THE MONSTERS ARE DUE ON MAPLE STREET (The Twilight Zone, March 1960): This episode of the legendary anthology series depicts not an outright military alien invasion, but some intelligent preparatory strategy on the part of the aliens, and good observation of human group reactions and psychology. In the episode, the aliens simply let their ship be glimpsed briefly,
cut the power to a residential area, and let the residents react as they feel appropriate – which means suspicion, tribalism, and eventually violence. As an example of the divide-and-conquer strategy, it is worth giving thought to.
TO SERVE MAN (The Twilight Zone, 1962): Based on a short story by Damon Knight from 1950, this is a good example of the apparently benevolent alien arrival, which conceals a secret objective to turn humanity into food resources. Much of its original power depends on the twist over the double meaning of the word ‘serve’ in the alien documentation, and this twist became sufficiently widespread in pop culture that it would no longer be a surprise today, but it still shows a well thought-out plan of deceptive conquest.
THE ARCHITECTS OF FEAR (The Outer Limits, 1963): This technically isn’t an alien invasion, but an example of the fake one created by scientists hoping to scare humanity into making peace during the Cold War.
THE DALEK INVASION OF EARTH (Doctor Who, 1964): This is only the second serial to feature the Daleks, and the first of their many attempts to invade the Earth in the past, present, or future. In this story, the Daleks attempt to replace the magnetic core of the Earth with a power unit, which is not a very practical idea.
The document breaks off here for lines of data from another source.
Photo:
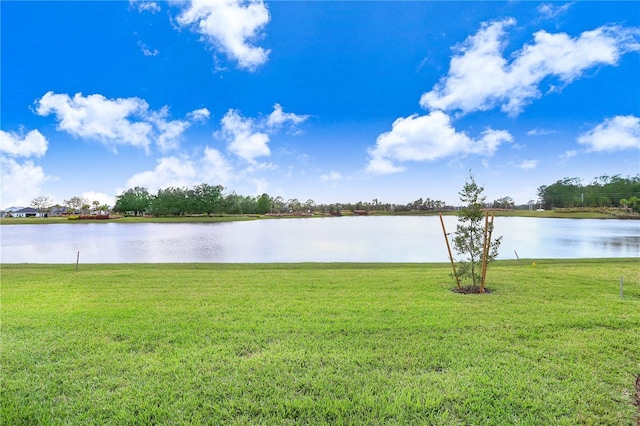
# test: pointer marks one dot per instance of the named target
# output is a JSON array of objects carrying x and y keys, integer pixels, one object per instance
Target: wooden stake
[
  {"x": 453, "y": 265},
  {"x": 487, "y": 245}
]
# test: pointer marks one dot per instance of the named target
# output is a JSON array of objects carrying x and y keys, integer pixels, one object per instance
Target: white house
[{"x": 26, "y": 212}]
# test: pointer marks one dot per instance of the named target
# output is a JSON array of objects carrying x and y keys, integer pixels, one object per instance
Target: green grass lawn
[{"x": 319, "y": 344}]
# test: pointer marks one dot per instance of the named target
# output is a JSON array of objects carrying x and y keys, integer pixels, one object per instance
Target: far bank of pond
[
  {"x": 604, "y": 213},
  {"x": 395, "y": 239}
]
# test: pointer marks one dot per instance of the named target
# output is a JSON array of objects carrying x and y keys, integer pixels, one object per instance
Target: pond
[{"x": 344, "y": 239}]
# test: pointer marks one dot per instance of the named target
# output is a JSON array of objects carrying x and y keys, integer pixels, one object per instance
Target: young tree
[
  {"x": 75, "y": 203},
  {"x": 41, "y": 203},
  {"x": 136, "y": 200},
  {"x": 470, "y": 236}
]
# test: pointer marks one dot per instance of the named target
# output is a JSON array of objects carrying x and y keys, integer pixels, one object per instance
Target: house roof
[{"x": 27, "y": 210}]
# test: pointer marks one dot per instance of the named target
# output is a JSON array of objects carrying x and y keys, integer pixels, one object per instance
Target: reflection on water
[{"x": 345, "y": 239}]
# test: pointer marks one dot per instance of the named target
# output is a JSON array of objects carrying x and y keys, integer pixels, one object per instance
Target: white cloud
[
  {"x": 201, "y": 114},
  {"x": 145, "y": 50},
  {"x": 229, "y": 26},
  {"x": 614, "y": 134},
  {"x": 20, "y": 182},
  {"x": 278, "y": 118},
  {"x": 100, "y": 197},
  {"x": 19, "y": 145},
  {"x": 114, "y": 122},
  {"x": 540, "y": 132},
  {"x": 426, "y": 138},
  {"x": 568, "y": 154},
  {"x": 170, "y": 171},
  {"x": 480, "y": 78},
  {"x": 244, "y": 140},
  {"x": 331, "y": 176},
  {"x": 248, "y": 138},
  {"x": 528, "y": 164},
  {"x": 145, "y": 6},
  {"x": 184, "y": 171},
  {"x": 550, "y": 10}
]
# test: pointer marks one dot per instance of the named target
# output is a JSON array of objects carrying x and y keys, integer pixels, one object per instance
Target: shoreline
[{"x": 550, "y": 214}]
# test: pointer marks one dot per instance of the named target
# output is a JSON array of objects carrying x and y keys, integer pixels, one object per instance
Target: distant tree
[
  {"x": 75, "y": 203},
  {"x": 470, "y": 234},
  {"x": 41, "y": 203},
  {"x": 504, "y": 203},
  {"x": 310, "y": 205},
  {"x": 136, "y": 200},
  {"x": 263, "y": 204},
  {"x": 170, "y": 201}
]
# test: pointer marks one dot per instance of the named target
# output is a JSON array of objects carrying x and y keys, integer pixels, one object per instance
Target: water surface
[{"x": 343, "y": 239}]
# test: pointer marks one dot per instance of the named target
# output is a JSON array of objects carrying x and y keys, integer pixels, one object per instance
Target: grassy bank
[
  {"x": 319, "y": 344},
  {"x": 558, "y": 214}
]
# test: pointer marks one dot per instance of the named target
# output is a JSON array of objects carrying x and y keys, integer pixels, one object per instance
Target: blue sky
[{"x": 337, "y": 101}]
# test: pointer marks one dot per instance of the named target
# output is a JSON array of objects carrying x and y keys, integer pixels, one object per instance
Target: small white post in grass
[{"x": 621, "y": 284}]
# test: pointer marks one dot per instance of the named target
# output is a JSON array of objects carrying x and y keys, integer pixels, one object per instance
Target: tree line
[
  {"x": 603, "y": 191},
  {"x": 210, "y": 200}
]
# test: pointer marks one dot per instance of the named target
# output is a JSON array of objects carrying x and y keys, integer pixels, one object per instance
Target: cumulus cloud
[
  {"x": 145, "y": 50},
  {"x": 20, "y": 182},
  {"x": 540, "y": 132},
  {"x": 20, "y": 145},
  {"x": 230, "y": 26},
  {"x": 201, "y": 114},
  {"x": 145, "y": 6},
  {"x": 244, "y": 140},
  {"x": 100, "y": 197},
  {"x": 114, "y": 122},
  {"x": 179, "y": 171},
  {"x": 480, "y": 78},
  {"x": 248, "y": 138},
  {"x": 279, "y": 118},
  {"x": 528, "y": 164},
  {"x": 619, "y": 133},
  {"x": 550, "y": 10},
  {"x": 427, "y": 138},
  {"x": 331, "y": 176}
]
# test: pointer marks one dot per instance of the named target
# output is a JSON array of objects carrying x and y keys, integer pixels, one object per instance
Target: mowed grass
[{"x": 319, "y": 344}]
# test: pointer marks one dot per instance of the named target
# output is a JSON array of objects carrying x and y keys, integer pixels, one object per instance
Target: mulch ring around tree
[{"x": 470, "y": 290}]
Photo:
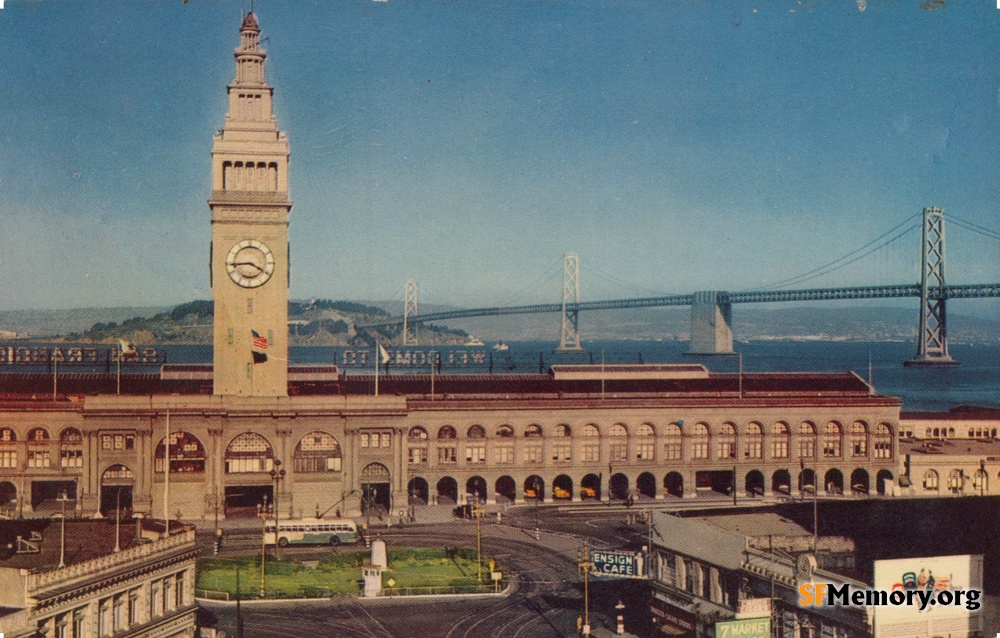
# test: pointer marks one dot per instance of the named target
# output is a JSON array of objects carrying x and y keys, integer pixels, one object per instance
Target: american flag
[{"x": 259, "y": 341}]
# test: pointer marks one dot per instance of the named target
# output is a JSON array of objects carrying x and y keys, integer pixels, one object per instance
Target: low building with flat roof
[{"x": 96, "y": 578}]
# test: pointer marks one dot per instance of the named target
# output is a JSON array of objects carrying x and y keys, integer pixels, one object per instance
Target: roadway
[{"x": 545, "y": 600}]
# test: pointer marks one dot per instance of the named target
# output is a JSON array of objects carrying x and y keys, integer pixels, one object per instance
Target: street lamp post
[
  {"x": 276, "y": 476},
  {"x": 262, "y": 513},
  {"x": 478, "y": 510},
  {"x": 62, "y": 544},
  {"x": 585, "y": 565}
]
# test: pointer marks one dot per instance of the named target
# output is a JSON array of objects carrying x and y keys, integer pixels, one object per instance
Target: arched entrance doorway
[
  {"x": 534, "y": 488},
  {"x": 8, "y": 494},
  {"x": 590, "y": 487},
  {"x": 646, "y": 485},
  {"x": 673, "y": 484},
  {"x": 506, "y": 489},
  {"x": 116, "y": 491},
  {"x": 376, "y": 493},
  {"x": 880, "y": 480},
  {"x": 562, "y": 488},
  {"x": 618, "y": 487},
  {"x": 476, "y": 487},
  {"x": 807, "y": 481},
  {"x": 447, "y": 491},
  {"x": 834, "y": 482},
  {"x": 859, "y": 481},
  {"x": 754, "y": 483},
  {"x": 418, "y": 490},
  {"x": 781, "y": 482}
]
The idea of Daleks invading the Earth, and the sights of them having famous London landmarks all to themselves – the first time very nonhuman aliens had been shown so convincingly in real locations on screen – was so popular with viewers, however, that not only did they try to invade in several other stories, but this story was remade as a cinema film, which tells the same story, with more fun, in about a third of the time.